Essentially, applying a risk-adjustment factor reduces a property’s volumes or cash flows to capture uncertainties linked with realizing less-than-proved reserve categories. As reserve reports for O&G properties commonly reflect gross-production volumes, it’s typical to apply adjustments based on the degree of certainty.
The Society of Petroleum Evaluation Engineers (SPEE) publishes an annual survey to obtain opinions from U.S. and Canadian analysts regarding many parameters used to evaluate O&G properties, one of which includes adjustment factors applied against various reserve categories. The most recent survey, published in June 2014, indicate analysts commonly apply adjustment factors ranging from 80- to 100-percent good (0- to 20-percent discount) for proved reserves, 50-percent good for probable reserves, and 10-percent good (90-percent discount) for possible reserves.
For properties where a risk-adjustment factor is applied, practitioners commonly use a uniform discount rate to these risk-adjusted volumes or cash flows. For valuations that don’t apply a risk-adjustment factor, the uncertainties associated with realizing less-than-proved reserve categories are best captured by using a premium to the initially calculated discount rate.
As outlined in the June 2014 SPEE survey, applied O&G discount rates, in practice, range from 4.96 percent to 29.24 percent, with an average of 17.1 percent. Similarly, the 2014 Property Value Study published by the Texas Comptroller of Public Accounts concludes reasonable discount rates for E&P properties ranging from 17.09 percent to 24.66 percent. Regardless of the specific source, the discount-rate development methodology should consider the inherent industry risks, as well as the specific risks associated with the unique property valued.
While reserve reports consider severance and ad valorem taxes, petroleum-engineering firm reports typically present the annual cash flows of an O&G property on a pretax basis. Therefore, the analysis of O&G properties should include appropriate adjustments for the relevant tax regime in which each property is located.
In certain countries, various forms of government taxation, or government take, can represent more than 90 percent of profits.

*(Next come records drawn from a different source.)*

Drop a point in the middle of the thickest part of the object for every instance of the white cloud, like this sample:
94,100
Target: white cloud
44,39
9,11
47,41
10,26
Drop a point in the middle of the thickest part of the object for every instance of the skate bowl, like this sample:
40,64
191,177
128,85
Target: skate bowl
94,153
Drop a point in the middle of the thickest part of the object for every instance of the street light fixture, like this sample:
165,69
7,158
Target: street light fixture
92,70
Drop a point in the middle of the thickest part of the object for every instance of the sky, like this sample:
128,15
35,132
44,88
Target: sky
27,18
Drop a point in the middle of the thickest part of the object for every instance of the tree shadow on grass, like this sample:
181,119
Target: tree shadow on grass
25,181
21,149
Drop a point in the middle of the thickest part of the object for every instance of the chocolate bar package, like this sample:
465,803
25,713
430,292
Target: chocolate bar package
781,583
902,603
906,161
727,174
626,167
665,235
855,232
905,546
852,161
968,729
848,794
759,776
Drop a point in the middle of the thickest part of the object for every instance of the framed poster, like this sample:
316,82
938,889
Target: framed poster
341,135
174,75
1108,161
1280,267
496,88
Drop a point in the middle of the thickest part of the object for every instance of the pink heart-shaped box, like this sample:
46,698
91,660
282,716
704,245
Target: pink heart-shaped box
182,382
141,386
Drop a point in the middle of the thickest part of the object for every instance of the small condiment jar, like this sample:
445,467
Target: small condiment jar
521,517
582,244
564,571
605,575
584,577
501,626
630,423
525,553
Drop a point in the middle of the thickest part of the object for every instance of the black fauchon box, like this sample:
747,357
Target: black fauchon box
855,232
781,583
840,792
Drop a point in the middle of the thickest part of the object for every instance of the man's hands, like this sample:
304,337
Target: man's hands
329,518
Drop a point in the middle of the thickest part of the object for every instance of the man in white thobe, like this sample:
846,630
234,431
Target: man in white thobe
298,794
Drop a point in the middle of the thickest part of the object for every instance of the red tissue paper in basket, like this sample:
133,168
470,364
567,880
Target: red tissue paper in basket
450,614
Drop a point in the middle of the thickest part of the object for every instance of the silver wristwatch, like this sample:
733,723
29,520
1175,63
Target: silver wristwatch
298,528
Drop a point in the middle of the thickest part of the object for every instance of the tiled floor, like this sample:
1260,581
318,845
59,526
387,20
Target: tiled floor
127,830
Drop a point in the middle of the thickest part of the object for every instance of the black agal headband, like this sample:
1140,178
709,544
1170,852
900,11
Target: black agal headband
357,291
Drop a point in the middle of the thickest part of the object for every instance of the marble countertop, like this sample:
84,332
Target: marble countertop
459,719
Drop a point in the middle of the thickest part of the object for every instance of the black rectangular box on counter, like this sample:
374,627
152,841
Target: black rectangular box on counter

However, in the U.S. and Canada, government take for oil-producing properties averaged 51 percent and 54 percent, respectively, according to recent editions of OECD Economic Surveys.
Intangible drilling costs represent one specialized area of the U.S. tax code, designed to encourage investment in O&G properties. Specifically, an investor in an O&G property can write off intangible drilling costs as a current business expense, rather than capitalizing them, provided the costs meet qualifying criteria.